Competition for places at firms of all sizes – from the high-street through to the magic circle – is incredibly high; and this intensity is showing no sign of lessening. But scarcely will you come across a 21-year-old with long-harboured dreams of becoming a lawyer who is put off by this reality. The job of the SRA is to help change what that reality is so that when you make it onto the LPC, it really is a strong sign that you are going to succeed as a lawyer, and that it truly is a worthy investment.

Monday, 16 April 2012

Legal writing

I'd once flirted with legal writing, but now i'm writing about substantive law on a daily basis for the Mulberry Finch blog. Take a look - I'm writing mainly about immigration, employment, commercial and probate law.

Writing about the law is an excellent way to not only build on your knowledge about the legal world, but also to hone your skills in writing, in constructing an argument, and perhaps most importantly, in simplifying intricate and perplexing judgements, laws and regulations. I strongly reccommend starting a legal blog or finding legal writing work to anyone interested in law and/or studying for the LPC or BPTC, looking for a TC or pupillage or looking to get into legal journalism. 

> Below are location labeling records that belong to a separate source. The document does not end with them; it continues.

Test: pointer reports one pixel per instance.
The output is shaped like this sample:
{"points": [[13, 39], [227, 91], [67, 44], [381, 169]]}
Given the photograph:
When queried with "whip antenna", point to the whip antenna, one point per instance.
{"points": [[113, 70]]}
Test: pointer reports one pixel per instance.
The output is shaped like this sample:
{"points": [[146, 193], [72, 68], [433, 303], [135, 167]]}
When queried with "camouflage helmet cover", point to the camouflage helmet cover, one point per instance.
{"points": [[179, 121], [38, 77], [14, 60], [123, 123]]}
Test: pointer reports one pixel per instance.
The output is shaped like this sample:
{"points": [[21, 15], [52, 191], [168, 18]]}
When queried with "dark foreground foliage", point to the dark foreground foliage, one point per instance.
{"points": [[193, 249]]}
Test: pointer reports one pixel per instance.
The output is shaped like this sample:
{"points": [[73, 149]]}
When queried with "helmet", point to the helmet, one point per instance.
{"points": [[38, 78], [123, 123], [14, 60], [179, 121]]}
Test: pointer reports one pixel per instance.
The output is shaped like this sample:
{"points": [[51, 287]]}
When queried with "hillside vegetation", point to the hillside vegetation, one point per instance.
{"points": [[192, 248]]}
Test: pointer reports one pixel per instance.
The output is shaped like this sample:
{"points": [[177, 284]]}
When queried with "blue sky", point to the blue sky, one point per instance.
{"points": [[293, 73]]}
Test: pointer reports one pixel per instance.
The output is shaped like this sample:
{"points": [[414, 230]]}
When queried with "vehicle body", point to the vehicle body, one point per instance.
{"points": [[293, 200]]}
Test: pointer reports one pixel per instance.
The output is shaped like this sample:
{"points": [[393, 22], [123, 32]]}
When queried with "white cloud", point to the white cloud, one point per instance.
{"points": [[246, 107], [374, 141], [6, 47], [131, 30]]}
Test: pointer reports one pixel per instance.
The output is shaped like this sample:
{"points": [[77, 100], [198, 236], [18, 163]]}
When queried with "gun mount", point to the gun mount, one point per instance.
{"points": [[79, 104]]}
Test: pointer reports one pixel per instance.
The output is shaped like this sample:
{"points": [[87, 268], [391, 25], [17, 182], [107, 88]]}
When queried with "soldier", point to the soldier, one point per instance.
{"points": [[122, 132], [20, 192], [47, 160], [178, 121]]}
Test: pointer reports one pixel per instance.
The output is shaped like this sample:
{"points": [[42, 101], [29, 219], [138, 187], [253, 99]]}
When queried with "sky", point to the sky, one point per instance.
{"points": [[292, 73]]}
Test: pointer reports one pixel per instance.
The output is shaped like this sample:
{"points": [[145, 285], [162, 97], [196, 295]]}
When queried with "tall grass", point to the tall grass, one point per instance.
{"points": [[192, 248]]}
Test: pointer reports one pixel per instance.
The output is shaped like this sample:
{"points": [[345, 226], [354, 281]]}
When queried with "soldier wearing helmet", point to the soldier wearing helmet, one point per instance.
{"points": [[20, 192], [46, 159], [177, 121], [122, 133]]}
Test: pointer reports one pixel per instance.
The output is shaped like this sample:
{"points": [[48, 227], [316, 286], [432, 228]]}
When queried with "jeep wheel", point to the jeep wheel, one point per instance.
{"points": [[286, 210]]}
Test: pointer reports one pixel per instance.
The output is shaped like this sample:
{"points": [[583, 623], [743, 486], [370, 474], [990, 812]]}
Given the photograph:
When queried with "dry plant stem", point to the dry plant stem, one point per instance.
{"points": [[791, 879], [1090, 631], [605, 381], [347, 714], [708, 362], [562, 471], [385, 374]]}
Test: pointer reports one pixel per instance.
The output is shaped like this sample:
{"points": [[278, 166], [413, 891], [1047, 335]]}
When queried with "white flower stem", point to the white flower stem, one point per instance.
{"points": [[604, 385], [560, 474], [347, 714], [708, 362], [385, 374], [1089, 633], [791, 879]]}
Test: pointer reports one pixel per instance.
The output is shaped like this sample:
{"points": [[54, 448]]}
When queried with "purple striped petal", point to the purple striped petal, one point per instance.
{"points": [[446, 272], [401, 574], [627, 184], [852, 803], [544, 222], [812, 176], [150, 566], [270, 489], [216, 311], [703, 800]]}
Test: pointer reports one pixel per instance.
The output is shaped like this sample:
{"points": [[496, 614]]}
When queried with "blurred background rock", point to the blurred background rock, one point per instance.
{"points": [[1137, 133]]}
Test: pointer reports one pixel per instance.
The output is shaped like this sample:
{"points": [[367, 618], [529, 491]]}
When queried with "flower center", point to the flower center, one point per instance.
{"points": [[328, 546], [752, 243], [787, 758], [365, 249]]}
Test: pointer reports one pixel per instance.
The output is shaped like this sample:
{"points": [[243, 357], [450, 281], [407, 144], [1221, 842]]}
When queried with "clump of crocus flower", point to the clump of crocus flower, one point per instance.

For those looking to become practitioners, hands-on experience is priceless work (and penniless too looking at recent articles!). But there is a satisfaction in writing that is scarcely found elsewhere. Perhaps it's not for everyone. But even by attempting to produce written work you'll probably learn something; be it a new fact that you unearth through your research, or an idea or opinion that comes naturally from the process of putting pen to paper.

Wednesday, 7 March 2012

No excuses..

My absence from blogging is inexcusable really. But I’m back. And now is as good a time as any to let you know how things have been going - in a purely professional sense, of course. Early predictions were that 2012 would be the most difficult year for law grads – pan-European economic uncertainty adding to an already imbalanced global financial wreck – and the latest pale of dubiousness being doused over us by the Alternative Business Structure (ABS) stuff. In the first quarter, it's difficult to say whether the predictions are accurate. But will changes to the legal market be a good or a bad thing for us?


ABSs mean more legal services which in turn should mean more jobs, more graduate opportunities, more opportunity for experience, alternatives to training contracts, alternatives to the LPC, training which is more attuned to modern society.


Will all the effort/expenditure/time shovelled into the LPC mean nothing in this new world? If ABSs introduce non-traditional training could it threaten the reputation of the profession and thus make it a less attractive prospect for wannabe lawyers? To compete with ABSs and limit costs might traditional firms cut down on trainee recruitment?

And what else must be discussed? A topic that has featured high on my agenda for some time but has remained largely unexplored is whether legal education providers should be doing more to get more folks into jobs and/or limit the numbers doing the LPC/BPTC. I will probably write about this topic for either The Lawyer/Lawyer2B or LegalCheek - stay tuned.  

Speaking of which, what else is going on in the legal blogosphere? Lots of things. But I’ve closely monitored the rapid growth of - brainchild of Alex Aldridge; a website for which I was an early contributor and remain as a long-term absentee. I will be writing for LegalCheek again.  

So much change we anticipate; too much worry we suffer.  A difficult year lies ahead, but 2012 is looking oddly promising, I think.